Vintage DD turntables. Are we living dangerously?


I have just acquired a 32 year old JVC/Victor TT-101 DD turntable after having its lesser brother, the TT-81 for the last year.
TT-101
This is one of the great DD designs made at a time when the giant Japanese electronics companies like Technics, Denon, JVC/Victor and Pioneer could pour millions of dollars into 'flagship' models to 'enhance' their lower range models which often sold in the millions.
Because of their complexity however.......if they malfunction.....parts are 'unobtanium'....and they often cannot be repaired.
128x128halcro
@downunder 
Hi Misha
Come to Sydney for a holiday and bring your turntable.
Yes, Chris is in Sydney.

Haha, i imagine those guys on security control in the airport when they will meet me with TT-101 in the bag :) 
@halcro 
Regensburg in Bavaria may be closer to you chakster......That's where Thuchan's Tech resides and I've witnessed his work first-hand.
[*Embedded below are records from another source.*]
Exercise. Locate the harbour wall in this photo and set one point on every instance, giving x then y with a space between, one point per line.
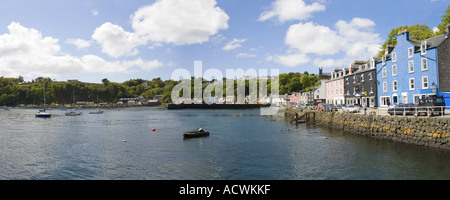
424 131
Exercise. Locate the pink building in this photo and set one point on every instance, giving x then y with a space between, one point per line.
335 87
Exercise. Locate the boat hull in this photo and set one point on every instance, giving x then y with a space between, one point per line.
96 112
195 134
43 115
73 113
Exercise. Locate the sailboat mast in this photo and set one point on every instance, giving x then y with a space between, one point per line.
43 85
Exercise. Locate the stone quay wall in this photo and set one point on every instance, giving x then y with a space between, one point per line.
425 131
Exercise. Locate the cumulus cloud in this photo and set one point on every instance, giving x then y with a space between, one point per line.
354 40
179 22
79 43
117 42
290 59
235 43
311 38
24 51
245 55
285 10
94 12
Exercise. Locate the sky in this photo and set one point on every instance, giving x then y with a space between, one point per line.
89 40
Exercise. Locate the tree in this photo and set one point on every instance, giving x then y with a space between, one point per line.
105 82
416 32
445 21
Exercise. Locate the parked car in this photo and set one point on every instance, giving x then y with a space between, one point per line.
321 106
431 105
330 108
350 109
400 109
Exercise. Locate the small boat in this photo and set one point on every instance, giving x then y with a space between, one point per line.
43 114
98 111
194 134
73 113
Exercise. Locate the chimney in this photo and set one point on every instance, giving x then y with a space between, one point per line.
446 29
389 49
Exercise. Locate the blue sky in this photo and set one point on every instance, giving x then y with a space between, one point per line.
122 40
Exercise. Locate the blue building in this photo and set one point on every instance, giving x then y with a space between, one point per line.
410 70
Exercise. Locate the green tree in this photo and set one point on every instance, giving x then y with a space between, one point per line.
416 32
445 21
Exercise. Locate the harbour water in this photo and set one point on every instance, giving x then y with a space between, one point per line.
242 145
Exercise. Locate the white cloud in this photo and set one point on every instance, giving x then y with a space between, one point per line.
354 40
285 10
79 43
245 55
179 22
311 38
94 12
115 41
290 60
24 51
235 43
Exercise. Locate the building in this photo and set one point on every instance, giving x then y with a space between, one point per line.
319 93
360 85
334 88
413 70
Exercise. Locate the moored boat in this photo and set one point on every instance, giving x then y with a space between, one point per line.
98 111
73 113
43 114
195 134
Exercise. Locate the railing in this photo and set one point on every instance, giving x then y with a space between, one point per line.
417 111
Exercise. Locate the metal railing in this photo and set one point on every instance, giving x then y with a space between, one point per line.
418 111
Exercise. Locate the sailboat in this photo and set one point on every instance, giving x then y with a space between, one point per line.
98 111
42 113
73 112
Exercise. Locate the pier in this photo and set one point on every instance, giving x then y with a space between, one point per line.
424 131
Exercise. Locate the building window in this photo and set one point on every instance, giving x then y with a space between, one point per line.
385 101
416 99
411 84
411 66
394 70
394 99
423 48
424 82
424 64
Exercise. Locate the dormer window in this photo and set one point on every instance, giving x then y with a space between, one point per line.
423 48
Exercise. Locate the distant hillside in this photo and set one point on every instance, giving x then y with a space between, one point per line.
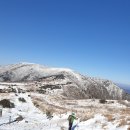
71 83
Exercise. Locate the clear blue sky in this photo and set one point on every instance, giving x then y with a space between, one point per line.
89 36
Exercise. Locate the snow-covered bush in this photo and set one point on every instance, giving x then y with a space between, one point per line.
6 103
22 100
103 101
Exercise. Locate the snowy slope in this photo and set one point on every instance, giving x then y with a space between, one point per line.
72 84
It's first class and he now knows the TT-101 inside out....

The closest route, worth to visit personally, sounds good. How long it could take to fix the drive? Was in too long in your case? 

He didn't work on my Victor chakster (I'm in Sydney)....
He rebuilt Thuchan's who happens to live in Regensburg.
If you decide on this route, let me know and I will try to put you in contact with him....😎
@halcro oops, it was Lew you tried to send his tt-101 to Tuchan’s tech in Germany once.
PM sent
Chak, I am not sure what you are saying above, but in any case, my TT101 never went to Germany.  In fact, Thuchan did not buy his TT101 until well after mine had been repaired by JP.  Bill Thalmann had a shot at repairing mine, but it would not misbehave at any time in Bill's shop.  I left it with him twice, in fact.  That was another weird aspect of the problem.  As mentioned elsewhere, it would often work well in our kitchen but not in our basement (where I have a second system that now is driven by the TT101, alternating with my Lenco).  In retrospect, we can hypothesize that the fracture in the PCB tracing was causing an intermittent short which resulted in an intermittent problem that could come and go in relation to moving the turntable from place to place.  Trucking it in my car on the DC beltway over to Bill's shop was good for it on the way out and bad for it on the way back to my house.  (Tongue in cheek, of course.) I still have great faith in Bill.

My other point would be that re-soldering all the joints did not cure the problem, because it was basically caused by a fracture in the PCB, cutting across a tracing on the PCB.  JP mentioned his wider experience with the fragility of the PCBs.  So, one might consider going over the PCB with a magnifying glass. Even when JP told me where to look, after he repaired mine, I could not easily see the fault or his repair of it.